Enhanced control of superconducting magnetic energy storage integrated UPQC for power quality improvement in EV charging station

Çelik D., Ahmed H.

Journal of Energy Storage, vol.62, 2023 (SCI-Expanded) identifier identifier

  • Publication Type: Article / Article
  • Volume: 62
  • Publication Date: 2023
  • Doi Number: 10.1016/j.est.2023.106843
  • Journal Name: Journal of Energy Storage
  • Journal Indexes: Science Citation Index Expanded (SCI-EXPANDED), Scopus, Compendex, INSPEC
  • Keywords: Electric vehicle, UPQC, SMES, Robust sequence estimator, Non-linear proportional-integral control
  • Van Yüzüncü Yıl University Affiliated: Yes


© 2023 The Author(s)Distribution-grid connected electric vehicle charging stations draw nonlinear current, which causes power quality issues including harmonic distortion, DC-link fluctuation etc. Recent literature found that a unified power quality conditioner with superconducting magnetic energy storage (UPQC-SMES) can alleviate charging induced power quality issues. However, the performance improvement can be greatly enhanced by suitably designed control strategy. In this paper, an effective control approach is proposed for the UPQC-SMES system. In the proposed method, an all-pass filter based quasi type-1 phase-locked loop is proposed, which can robustly detect voltage sag/swell for the control of UPQCs series converter. A robust sequence estimator based on exponential forgetting factor cost function is developed for nonlinear load current sequence estimation to be used inside UPQCs parallel converter control system. Finally, a nonlinear proportional–integral controller is applied to make the system fast responsive with lower DC-link ripple compared to a conventional linear proportional–integral controller.
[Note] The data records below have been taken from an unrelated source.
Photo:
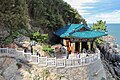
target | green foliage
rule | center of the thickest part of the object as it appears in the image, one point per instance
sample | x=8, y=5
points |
x=8, y=40
x=52, y=14
x=100, y=25
x=13, y=14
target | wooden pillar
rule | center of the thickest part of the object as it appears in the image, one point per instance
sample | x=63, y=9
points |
x=89, y=45
x=80, y=46
x=94, y=45
x=72, y=47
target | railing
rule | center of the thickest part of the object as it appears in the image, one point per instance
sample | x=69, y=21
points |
x=49, y=62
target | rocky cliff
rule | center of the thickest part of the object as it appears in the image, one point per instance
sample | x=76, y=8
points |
x=21, y=17
x=12, y=69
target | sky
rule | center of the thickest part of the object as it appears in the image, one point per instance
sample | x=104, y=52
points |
x=94, y=10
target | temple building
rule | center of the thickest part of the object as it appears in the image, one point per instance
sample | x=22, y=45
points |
x=77, y=37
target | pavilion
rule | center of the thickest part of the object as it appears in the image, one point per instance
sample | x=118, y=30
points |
x=78, y=37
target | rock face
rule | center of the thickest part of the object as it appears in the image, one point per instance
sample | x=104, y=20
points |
x=111, y=61
x=9, y=71
x=94, y=71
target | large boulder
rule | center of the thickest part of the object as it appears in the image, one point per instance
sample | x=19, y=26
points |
x=2, y=78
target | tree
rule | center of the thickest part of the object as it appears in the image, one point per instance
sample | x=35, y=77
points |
x=101, y=26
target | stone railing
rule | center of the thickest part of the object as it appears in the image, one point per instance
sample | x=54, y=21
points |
x=49, y=62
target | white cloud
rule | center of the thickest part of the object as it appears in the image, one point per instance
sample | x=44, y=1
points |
x=112, y=17
x=79, y=5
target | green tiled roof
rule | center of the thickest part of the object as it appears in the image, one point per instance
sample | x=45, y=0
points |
x=71, y=30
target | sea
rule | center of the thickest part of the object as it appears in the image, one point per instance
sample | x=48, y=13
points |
x=114, y=30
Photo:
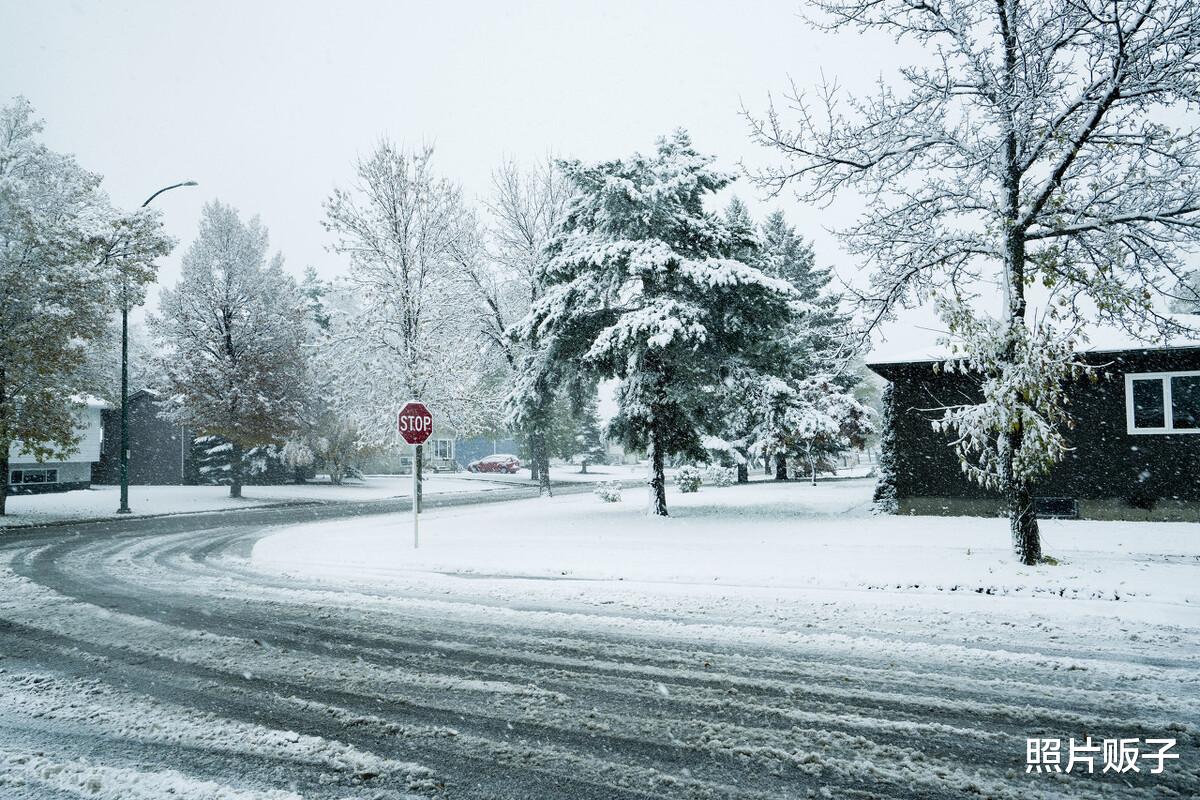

The combined use of SMES and nonlinear proportional–integral controller can significantly eliminate the voltage fluctuation in DC-link and reduce the size and cost of the DC-link capacitor, making the system more efficient. To enable grid-friendly charging operation, the proposed control strategy considers harmonic currents elimination, reactive power compensation, power factor improvement, restoring sags and swells of the grid voltage and mitigation of DC-link voltage fluctuations. Comparative verification results show that the total harmonic distortion by the proposed method always remained between 1.0∼1.5% irrespective of the test cases, while the conventional approach could contain the distortion to less than 5% in some cases only.